Monday, April 28, 2014

To be a child...

When Coleridge was eight years old, he walked one winter evening with his father from a farmer's house home, and his father told him the names of some of the stars, how far they were from the earth, and so on.  Coleridge has written:

"I had heard him with a profound delight and admiration; but without the least mixture of wonder or incredulity.  For from my early reading of fairy tales and genii, etc., etc., my mind had been habituated to the Vast, and I never regarded my senses in any way as the criteria of my belief.  I regulated all my creeds by my conceptions, not by my sight:  even at that age.  Should children be permitted to read romances, and relations of giants and magicians and genii?  I know all that has been said against it; but I have formed my faith in the affirmative.  I know no other way of giving the mind a love of the Great and the Whole.  Those who have been led to the same truths step by step, through the constant testimony of their senses, seem to me to want a sense which I possess.  They contemplate nothing but parts, and all parts are necessarily little.  And the universe to them is but a mass of little things..."

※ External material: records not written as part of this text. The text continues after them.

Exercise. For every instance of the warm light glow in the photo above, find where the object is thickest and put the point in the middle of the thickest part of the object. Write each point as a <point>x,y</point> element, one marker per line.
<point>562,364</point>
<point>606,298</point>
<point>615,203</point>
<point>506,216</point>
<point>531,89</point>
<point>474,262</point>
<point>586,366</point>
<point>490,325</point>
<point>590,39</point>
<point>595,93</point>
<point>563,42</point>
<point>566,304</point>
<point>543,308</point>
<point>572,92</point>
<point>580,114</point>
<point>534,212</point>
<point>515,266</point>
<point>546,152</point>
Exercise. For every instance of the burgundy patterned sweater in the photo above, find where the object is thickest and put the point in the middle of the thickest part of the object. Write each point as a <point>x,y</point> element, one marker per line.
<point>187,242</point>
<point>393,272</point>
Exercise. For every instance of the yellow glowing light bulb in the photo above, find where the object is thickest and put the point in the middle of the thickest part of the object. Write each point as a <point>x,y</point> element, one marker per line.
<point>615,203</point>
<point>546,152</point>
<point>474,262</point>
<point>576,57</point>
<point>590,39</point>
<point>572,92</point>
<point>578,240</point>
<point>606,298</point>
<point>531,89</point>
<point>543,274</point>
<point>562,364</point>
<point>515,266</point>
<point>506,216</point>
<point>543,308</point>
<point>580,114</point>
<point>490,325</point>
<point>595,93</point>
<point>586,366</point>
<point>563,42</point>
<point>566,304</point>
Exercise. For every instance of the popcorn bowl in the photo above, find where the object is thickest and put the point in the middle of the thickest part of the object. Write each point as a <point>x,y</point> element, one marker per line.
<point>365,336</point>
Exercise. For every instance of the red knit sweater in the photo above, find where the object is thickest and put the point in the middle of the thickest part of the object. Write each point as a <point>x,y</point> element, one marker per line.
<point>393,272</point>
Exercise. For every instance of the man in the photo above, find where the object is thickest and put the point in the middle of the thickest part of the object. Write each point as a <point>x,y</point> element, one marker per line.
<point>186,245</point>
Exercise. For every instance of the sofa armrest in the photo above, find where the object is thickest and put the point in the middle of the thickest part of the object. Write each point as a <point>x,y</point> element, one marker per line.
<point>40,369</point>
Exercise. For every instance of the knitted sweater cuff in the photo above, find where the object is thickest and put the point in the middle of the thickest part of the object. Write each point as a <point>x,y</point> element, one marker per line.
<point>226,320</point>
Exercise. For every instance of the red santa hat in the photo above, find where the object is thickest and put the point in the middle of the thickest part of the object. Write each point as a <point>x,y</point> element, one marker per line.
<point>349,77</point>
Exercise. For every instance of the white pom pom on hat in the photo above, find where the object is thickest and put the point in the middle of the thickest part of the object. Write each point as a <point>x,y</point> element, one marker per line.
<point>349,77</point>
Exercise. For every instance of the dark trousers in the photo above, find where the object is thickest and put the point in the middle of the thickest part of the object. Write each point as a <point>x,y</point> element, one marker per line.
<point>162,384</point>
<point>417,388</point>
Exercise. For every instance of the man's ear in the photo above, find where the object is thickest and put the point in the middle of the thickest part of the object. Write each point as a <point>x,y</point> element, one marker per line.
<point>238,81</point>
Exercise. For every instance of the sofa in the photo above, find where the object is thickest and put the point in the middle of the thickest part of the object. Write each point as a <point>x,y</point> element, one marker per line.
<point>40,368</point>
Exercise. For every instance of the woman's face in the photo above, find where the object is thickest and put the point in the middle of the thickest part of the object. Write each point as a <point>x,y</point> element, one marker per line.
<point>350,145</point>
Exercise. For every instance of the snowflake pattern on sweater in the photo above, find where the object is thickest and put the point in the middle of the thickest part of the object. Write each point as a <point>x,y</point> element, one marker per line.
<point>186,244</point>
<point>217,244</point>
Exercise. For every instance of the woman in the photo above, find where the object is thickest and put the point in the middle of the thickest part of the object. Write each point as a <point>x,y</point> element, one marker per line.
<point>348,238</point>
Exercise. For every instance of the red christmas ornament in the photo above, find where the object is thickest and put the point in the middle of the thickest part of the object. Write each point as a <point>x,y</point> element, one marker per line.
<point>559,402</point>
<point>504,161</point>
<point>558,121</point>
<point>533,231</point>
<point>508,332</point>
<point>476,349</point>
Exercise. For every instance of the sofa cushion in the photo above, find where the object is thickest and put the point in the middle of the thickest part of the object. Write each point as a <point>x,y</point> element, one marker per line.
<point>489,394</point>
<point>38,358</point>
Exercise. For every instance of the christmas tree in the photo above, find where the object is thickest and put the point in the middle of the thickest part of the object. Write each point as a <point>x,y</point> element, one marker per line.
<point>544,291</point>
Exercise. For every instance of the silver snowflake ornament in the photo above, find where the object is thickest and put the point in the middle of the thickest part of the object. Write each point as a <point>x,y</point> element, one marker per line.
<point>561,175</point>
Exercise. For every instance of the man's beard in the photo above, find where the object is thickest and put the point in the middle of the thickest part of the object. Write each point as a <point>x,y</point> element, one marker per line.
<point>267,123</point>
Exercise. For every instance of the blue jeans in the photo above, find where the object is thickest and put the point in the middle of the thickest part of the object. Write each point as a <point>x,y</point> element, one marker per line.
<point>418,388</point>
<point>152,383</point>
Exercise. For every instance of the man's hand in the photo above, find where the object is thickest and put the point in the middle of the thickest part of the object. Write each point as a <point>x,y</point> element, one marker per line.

"Know you what it is to be a child?  It is to be something very different from the man of today.  It is to have a spirit yet streaming from the waters of baptism; it is to believe in love, to believe in loveliness, to believe in belief; it is to be so little that the elves can reach to whisper in your ear; it is to turn pumpkins into coaches, and mice into horses, lowness into loftiness, and nothing into everything, for each child has its fairy godmother in its own soul; it is to live in a nutshell and count yourself the king of infinite space."